Pour les journalistes palestiniens, les attaques violentes des forces israéliennes font partie du travail

Les violations contre les journalistes, notamment les agressions physiques et les arrestations, ont augmenté ces derniers mois, en particulier à Jérusalem occupée.

Acculée et effrayée, la journaliste palestinienne de 23 ans, Sondus Ewies, a parlé nerveusement à un groupe d’officiers israéliens qui se sont rassemblés autour d’elle alors qu’elle filmait au complexe de la mosquée Al-Aqsa le mois dernier.

« Je n’ai rien fait. Je filmais et je faisais mon travail », se souvient-elle.

Ewies a sorti sa carte de presse internationale, dans l’espoir d’éviter la détention, mais elle a rencontré un haussement d’épaules froid par un officier qui a répondu: « C’est une fausse carte que nous ne reconnaissons pas. »

Des officiers israéliens ont arrêté Ewies et confisqué son téléphone personnel. Elle a ensuite été emmenée pour interrogatoire et condamnée à trois mois d’interdiction de visiter le complexe de la mosquée, situé à Jérusalem-Est occupée.

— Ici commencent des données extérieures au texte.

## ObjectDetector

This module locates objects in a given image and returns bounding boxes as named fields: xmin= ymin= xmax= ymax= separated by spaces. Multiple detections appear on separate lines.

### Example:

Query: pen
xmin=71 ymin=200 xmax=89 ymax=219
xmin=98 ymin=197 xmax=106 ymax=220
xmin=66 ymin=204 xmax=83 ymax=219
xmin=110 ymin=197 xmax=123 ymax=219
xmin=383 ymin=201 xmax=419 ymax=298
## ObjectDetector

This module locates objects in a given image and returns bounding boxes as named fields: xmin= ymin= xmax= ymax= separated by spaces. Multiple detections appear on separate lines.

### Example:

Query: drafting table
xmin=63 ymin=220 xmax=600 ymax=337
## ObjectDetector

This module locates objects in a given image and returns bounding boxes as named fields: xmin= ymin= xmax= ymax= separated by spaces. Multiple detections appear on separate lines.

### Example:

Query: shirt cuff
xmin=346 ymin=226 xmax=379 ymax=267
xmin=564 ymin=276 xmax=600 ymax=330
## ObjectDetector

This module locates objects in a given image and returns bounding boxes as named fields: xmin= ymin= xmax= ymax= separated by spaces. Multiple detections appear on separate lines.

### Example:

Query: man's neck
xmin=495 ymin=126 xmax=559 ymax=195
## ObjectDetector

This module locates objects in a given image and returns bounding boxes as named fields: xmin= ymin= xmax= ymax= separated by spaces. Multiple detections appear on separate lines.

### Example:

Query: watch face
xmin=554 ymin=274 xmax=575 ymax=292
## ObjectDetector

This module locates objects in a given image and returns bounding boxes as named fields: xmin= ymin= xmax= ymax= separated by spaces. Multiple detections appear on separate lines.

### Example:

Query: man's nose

Ce n’était pas sa première rencontre avec les autorités israéliennes. Ewies a été arrêtée plusieurs fois alors qu’elle était en ondes et a également été battue alors qu’elle couvrait diverses manifestations.

Elle a déclaré à Middle East Eye qu’elle avait plus peur de l’interdiction temporaire que de la détention proprement dite.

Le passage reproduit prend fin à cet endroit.